What is the pros advice on painting in close to freezing weather on outside masonry and outside woodwork?
Is it best avoided until warmer?
No rain forecast but temp hovering around freezing
Under sufferance, I have painted a few houses over winter. The last two houses each took about 9 weeks each. On the days where there was ice on the scaffold boards I was pretty much limited to burning off paint. Epoxy resins that would cure in 4 hours during the summer took up to 3 days before I could sand them. I was using oil based paints. You aren't supposed to use them below 5 degrees. I went below that but only when the sun was shining on the surface. Waterbased masonry paints I only used (again in the sun) if the forecast was not due to fall below 5 degrees for the next 10 or so hours.

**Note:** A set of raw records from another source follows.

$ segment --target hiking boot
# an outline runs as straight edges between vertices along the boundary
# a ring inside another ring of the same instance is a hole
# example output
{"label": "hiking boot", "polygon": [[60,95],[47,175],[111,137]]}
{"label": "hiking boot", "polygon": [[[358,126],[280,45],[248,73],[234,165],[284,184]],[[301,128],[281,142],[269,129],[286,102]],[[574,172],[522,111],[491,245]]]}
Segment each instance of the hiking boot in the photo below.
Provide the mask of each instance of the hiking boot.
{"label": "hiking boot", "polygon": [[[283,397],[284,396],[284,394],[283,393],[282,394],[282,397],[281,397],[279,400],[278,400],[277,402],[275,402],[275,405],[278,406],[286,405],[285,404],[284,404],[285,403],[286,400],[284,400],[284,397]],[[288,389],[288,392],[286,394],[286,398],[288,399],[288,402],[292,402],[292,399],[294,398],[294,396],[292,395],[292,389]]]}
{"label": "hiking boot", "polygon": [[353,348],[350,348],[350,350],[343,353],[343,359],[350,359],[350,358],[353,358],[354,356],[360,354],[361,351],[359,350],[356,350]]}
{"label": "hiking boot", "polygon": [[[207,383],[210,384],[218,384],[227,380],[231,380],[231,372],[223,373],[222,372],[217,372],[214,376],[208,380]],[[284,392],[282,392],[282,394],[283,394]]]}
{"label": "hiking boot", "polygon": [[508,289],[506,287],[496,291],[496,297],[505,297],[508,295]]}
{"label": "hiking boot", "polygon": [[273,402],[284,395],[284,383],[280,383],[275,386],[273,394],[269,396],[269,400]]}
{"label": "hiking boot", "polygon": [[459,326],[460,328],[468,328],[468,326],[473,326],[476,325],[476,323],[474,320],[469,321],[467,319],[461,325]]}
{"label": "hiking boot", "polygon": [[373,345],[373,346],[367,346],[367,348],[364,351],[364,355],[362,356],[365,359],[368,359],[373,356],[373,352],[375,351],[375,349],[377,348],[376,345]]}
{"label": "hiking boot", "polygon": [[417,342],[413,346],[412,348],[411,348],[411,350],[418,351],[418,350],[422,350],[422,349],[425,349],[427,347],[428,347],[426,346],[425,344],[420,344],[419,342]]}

I was lucky that neither house had serious wet rot. I chopped out any wet bits and left them to dry for days before treating them.
Because of the lack of sunlight, I was averaging about 6 hours a day and lost days because of rain. I would advise against exterior painting over winter but it is doable.
In Oct 2019 I contacted Santex tech support to ask if it was ok to paint fine build as the temperature was above that they recommend not to go below, the answer was definately not. I asked why not and she said it wasnt so much the temperature but the amount of humidity in the atmosphere slowing the drying proccess.